Dr. Gianluca Sgueo is currently working on his new book ‘Games, Powers & Publics’, which will be published in June (in English and Italian). The book aims at exploring the complex and fascinating inter-relation between the exercise of public power and the use of game elements. He will also be teaching the course on this topic in summer 2018: ‘Gamification in Politics, Business and Communications: An Interdisciplinary Approach.
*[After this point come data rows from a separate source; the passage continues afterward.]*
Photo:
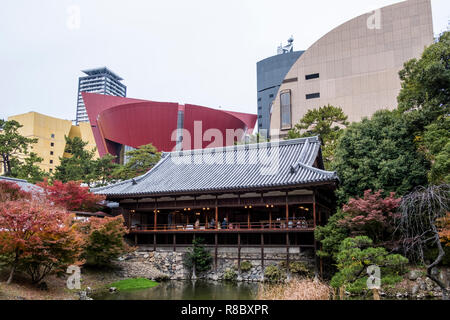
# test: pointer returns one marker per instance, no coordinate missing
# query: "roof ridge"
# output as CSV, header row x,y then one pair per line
x,y
14,179
139,178
262,145
326,172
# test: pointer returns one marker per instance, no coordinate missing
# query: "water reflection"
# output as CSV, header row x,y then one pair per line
x,y
188,290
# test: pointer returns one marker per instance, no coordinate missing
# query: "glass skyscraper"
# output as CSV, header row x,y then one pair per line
x,y
101,81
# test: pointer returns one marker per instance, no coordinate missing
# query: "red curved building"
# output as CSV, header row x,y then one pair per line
x,y
123,122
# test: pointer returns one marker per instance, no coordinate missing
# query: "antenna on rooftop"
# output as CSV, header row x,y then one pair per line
x,y
287,48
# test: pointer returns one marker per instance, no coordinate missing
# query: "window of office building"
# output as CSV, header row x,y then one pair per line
x,y
285,98
312,76
313,96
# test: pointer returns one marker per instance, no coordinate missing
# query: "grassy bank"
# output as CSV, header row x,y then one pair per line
x,y
22,289
296,289
134,284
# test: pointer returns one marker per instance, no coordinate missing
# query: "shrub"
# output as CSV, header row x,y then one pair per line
x,y
331,235
103,240
246,266
71,196
230,275
10,191
355,255
197,257
372,215
296,267
273,273
296,289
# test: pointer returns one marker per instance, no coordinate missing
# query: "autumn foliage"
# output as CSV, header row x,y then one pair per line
x,y
71,196
10,191
444,227
103,240
37,237
371,215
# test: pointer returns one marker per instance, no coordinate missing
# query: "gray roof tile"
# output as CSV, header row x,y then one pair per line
x,y
229,168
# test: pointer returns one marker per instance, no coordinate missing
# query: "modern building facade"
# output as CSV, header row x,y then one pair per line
x,y
355,66
101,81
50,133
270,75
119,124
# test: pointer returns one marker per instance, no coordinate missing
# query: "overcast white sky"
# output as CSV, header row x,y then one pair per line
x,y
198,51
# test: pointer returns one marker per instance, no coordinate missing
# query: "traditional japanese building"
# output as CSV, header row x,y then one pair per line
x,y
263,196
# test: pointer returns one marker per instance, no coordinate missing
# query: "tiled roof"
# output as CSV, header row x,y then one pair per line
x,y
257,166
23,184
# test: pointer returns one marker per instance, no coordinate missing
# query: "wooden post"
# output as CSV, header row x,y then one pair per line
x,y
376,294
270,218
315,242
155,219
287,209
216,242
262,252
287,252
239,253
174,241
217,213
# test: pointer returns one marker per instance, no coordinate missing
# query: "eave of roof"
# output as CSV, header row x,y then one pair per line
x,y
299,157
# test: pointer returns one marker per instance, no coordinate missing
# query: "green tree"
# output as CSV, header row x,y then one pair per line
x,y
378,154
198,259
331,235
436,147
28,169
328,122
12,144
140,161
79,166
353,258
104,169
103,240
425,93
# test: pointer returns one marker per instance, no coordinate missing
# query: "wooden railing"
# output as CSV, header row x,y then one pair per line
x,y
262,225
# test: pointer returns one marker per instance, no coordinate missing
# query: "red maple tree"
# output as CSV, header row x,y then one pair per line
x,y
372,215
38,237
10,191
71,196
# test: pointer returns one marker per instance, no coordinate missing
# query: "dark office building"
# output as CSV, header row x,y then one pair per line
x,y
270,74
101,81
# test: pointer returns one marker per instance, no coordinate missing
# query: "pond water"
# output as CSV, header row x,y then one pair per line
x,y
187,290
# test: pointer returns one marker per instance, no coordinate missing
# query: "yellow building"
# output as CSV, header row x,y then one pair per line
x,y
50,133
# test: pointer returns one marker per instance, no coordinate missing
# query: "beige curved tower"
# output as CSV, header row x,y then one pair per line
x,y
355,66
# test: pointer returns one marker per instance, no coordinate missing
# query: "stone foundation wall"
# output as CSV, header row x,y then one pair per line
x,y
170,265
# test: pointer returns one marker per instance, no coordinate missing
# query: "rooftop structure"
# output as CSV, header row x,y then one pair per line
x,y
100,81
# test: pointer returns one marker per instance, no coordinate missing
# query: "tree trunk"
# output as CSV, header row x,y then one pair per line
x,y
445,294
11,274
194,276
14,266
341,293
376,294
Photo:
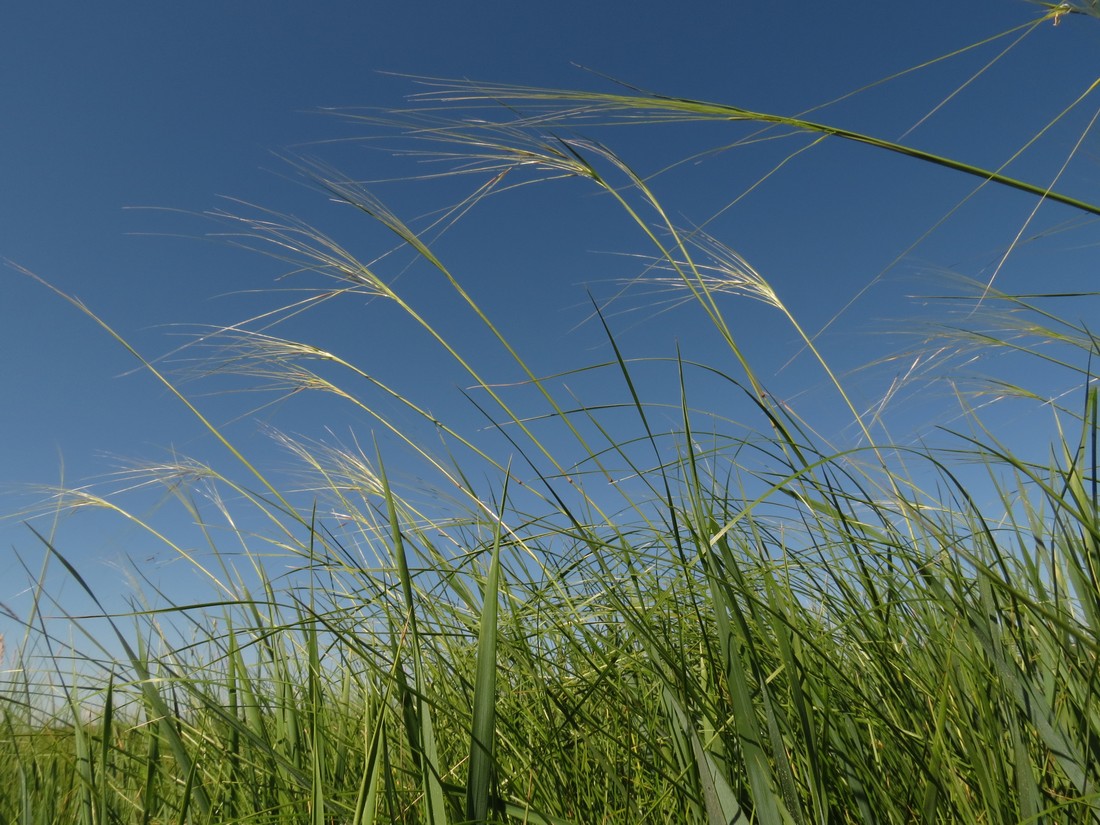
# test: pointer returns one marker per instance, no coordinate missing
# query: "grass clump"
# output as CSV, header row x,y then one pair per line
x,y
746,625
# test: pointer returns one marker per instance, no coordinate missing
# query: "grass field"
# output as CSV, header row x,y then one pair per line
x,y
754,627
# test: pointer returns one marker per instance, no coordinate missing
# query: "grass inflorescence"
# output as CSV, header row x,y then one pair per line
x,y
748,624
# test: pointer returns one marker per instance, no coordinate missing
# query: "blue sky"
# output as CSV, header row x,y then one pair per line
x,y
122,123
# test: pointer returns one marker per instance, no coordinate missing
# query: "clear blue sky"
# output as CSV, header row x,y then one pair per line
x,y
109,107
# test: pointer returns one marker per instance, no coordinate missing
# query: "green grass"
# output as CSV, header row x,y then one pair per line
x,y
752,626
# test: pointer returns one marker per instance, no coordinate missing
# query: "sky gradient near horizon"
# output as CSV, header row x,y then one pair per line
x,y
124,125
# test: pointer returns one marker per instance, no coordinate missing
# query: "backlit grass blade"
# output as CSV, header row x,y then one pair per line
x,y
480,777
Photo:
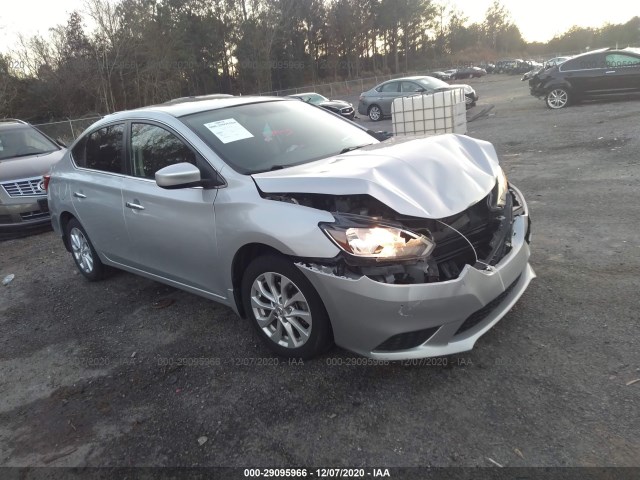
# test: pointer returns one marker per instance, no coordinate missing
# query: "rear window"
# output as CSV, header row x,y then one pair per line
x,y
24,141
101,150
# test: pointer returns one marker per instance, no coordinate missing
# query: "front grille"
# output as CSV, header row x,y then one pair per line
x,y
29,187
405,341
479,315
487,231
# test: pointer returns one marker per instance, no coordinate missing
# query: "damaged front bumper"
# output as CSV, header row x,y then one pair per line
x,y
396,322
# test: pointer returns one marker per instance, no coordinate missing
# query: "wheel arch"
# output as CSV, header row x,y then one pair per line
x,y
241,260
65,218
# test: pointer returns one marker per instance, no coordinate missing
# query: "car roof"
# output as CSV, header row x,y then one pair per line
x,y
188,107
7,123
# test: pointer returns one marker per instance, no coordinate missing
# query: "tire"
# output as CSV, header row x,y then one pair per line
x,y
557,98
83,253
285,308
375,113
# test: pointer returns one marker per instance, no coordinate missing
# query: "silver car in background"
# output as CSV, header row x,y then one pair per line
x,y
302,222
376,103
26,155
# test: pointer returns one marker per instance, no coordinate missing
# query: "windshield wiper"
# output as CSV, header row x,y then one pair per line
x,y
350,149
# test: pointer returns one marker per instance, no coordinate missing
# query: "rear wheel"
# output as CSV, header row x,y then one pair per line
x,y
557,98
285,308
375,113
84,255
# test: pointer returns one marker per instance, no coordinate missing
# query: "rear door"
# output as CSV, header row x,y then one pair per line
x,y
96,191
173,231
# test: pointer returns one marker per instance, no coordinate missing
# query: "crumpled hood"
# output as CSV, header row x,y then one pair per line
x,y
432,177
28,166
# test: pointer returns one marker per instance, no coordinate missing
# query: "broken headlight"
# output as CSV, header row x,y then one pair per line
x,y
379,242
498,197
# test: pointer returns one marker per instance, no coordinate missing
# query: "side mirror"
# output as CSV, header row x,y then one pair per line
x,y
179,175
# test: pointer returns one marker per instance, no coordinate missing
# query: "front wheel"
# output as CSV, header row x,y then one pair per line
x,y
84,255
285,308
375,113
557,98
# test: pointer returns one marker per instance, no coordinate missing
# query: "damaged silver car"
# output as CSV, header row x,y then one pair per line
x,y
302,222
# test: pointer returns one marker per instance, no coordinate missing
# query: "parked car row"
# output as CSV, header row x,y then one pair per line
x,y
337,106
459,73
516,66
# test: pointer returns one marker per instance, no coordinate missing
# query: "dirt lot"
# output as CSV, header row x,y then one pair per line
x,y
129,372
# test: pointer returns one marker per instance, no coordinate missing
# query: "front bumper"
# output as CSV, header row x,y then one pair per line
x,y
366,314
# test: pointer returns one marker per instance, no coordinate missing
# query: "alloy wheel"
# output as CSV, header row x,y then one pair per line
x,y
375,113
281,310
557,98
81,250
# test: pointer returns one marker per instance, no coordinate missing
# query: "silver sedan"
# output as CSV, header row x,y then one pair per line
x,y
376,103
302,222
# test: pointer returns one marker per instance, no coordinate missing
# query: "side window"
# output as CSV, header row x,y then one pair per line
x,y
587,62
153,148
618,60
390,87
101,150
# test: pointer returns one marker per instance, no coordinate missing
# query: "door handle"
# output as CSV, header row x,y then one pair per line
x,y
134,206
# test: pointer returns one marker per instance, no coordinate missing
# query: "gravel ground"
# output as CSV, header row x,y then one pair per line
x,y
128,372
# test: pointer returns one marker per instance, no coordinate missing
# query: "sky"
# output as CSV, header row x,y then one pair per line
x,y
538,20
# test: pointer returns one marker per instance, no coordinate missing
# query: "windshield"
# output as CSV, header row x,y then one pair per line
x,y
23,141
259,137
432,83
316,98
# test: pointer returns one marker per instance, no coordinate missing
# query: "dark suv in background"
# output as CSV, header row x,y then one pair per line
x,y
600,73
26,154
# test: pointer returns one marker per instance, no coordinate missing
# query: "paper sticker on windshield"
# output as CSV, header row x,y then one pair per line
x,y
228,130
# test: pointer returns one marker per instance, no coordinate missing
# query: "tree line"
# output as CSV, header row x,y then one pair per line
x,y
141,52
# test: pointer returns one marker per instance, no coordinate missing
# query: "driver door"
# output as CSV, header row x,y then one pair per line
x,y
173,231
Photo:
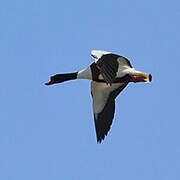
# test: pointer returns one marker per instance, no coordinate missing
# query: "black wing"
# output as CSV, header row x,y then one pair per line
x,y
108,66
103,120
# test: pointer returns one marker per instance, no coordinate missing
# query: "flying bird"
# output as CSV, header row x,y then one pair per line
x,y
109,74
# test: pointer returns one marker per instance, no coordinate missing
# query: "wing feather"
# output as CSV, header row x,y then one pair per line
x,y
104,106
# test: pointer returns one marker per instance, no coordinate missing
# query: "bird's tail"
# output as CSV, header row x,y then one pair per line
x,y
59,78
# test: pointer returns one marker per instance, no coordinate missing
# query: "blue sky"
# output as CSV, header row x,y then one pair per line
x,y
48,132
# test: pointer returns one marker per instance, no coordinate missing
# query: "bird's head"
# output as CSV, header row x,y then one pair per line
x,y
137,76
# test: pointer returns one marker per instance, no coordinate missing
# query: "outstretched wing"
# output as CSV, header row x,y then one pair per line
x,y
104,106
109,64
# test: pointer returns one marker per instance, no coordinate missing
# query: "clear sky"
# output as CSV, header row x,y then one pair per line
x,y
48,132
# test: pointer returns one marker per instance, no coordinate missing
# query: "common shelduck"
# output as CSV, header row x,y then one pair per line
x,y
109,75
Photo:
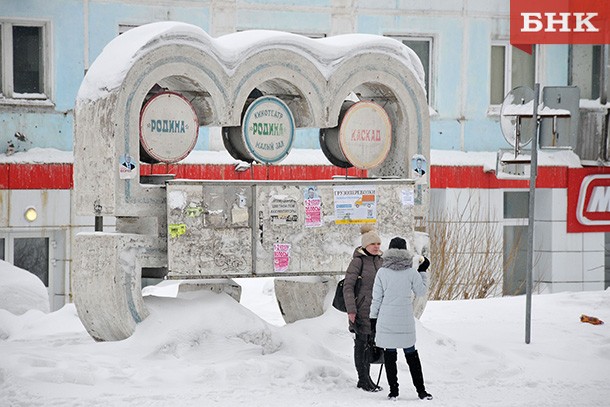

Here is what Dr. Sgueo talks about his upcoming book:
“Imagine a government that measures civic value on a numbered scale, and ranks civic performances on leaderboards, like in a game. A game played by everyday citizens, sometimes in competition against each other; other times working together for a common goal. In this game of governance, winners are celebrated (and losers are blamed) collectively – in a sort of Gibsonian “consensual hallucination”. Does this all sound too futuristic? Pure fiction even? Think again. Gamified public power is much closer to reality than you might think, and it doesn’t resemble “your average Tetris”, as Eugeny Morozov points out ironically. How should we feel about this: glad or worried? Probably both. This is what this book intends to cover. It is an investigation of strategies of “gamification” by national and supranational regulators. In this respect, the mode of analysis of this book is largely descriptive, in that it offers a comparative overview of several forms of governance that attempt to innovate through entailing game-elements. Beyond that, this book aims at exploring the potential – but also at understanding the limits – of gamified governance. It is worth remembering that gamified governance’s legal, societal, political and cultural challenges remain unexplored. Almost no empirical testing has been done on the number of legal regimes interested in this phenomenon, and to identify what kind of capabilities public regulators must develop to leverage the benefits of gamification and deliver public outcomes effectively. There is no research that has attempted to determine if and how gamification strategies differentiate across policy stages and areas. Above all, no study has yet tried to determine whether gamified governance fosters or discourages civic engagement. And although it probably goes beyond the capacity of this book to resolve all these challenges, it is my modest aim to contribute to the task of imagining what the exercise of public power might become, including its promises and threats.”